Pictograph A chart giving statistics in pictorial form. For example, using a dollar in increasing sizes to represent the increase in the purchasing power over time.

Pie chart (Circle Graph) A circular chart that provides a visual concept of a whole (100% = 360 degrees). The pie is divided into slices, each corresponding to a category of the variable represented (e.g. each age group). The size of the slices is proportional to the percentage of the corresponding category. Each part illustrates a ratio of the whole.

Tally chart Used to record data from an experiment, count the occurrences of an event and develop frequency distribution tables.

Frequency table A table presenting statistical data by putting together the values of a characteristic along with the number of times each value appears in the data set.

Histogram A graph that consists of a series of columns, each having a class interval as its base and frequency of occurrence as its height.

Class intervals If a variable has a large number of values, it is easier to present the data by grouping the values into class intervals (i.e., age of the population presented as age groups, for example 0–4, 5–9, 10–14, 15–19, etc.) rather than presenting all of the values together.
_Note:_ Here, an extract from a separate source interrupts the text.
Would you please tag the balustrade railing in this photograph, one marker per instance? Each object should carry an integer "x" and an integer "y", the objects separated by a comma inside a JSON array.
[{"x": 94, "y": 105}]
This makes it easier to see the trends in the data.

Bar graph A diagram that compares bars of the same width but of different heights according to the statistics or data they represent. Bar graphs are horizontal. (A vertical bar graph is called a column graph.) These show a comparison of two or more quantities.
Double Bar graph allows more than one set of data to be compared.

Line graph A graph in which successive points representing the value of a variable at selected values of the dependent variable are connected by straight lines. These show change over time.
Double Line graph allows two sets of data to be compared over a period of time.

Stem and leaf plot A semi-graphical method used to represent numerical data, in which the first (leftmost) digit of each data value is a stem and the rest of the digits of the number are the leaves. A stem and leaf plot shows all the data values from a sample set.
Double Stem and leaf plot allow two sets of related data to be shown, one on each side of the stem.

Dot graph (scatter plot) A two dimensional diagram that indicates two variables as a series of dots, mainly used to show the correlation between the two variables.

Tree diagram A branching diagram that shows all possible combinations or outcomes.

Range The full distance over which results vary along a number line. The exclusive range is the difference between the largest and smallest results in a data set, and the inclusive range is the difference between the upper real limit of the highest interval and the lower real limit of the lowest interval.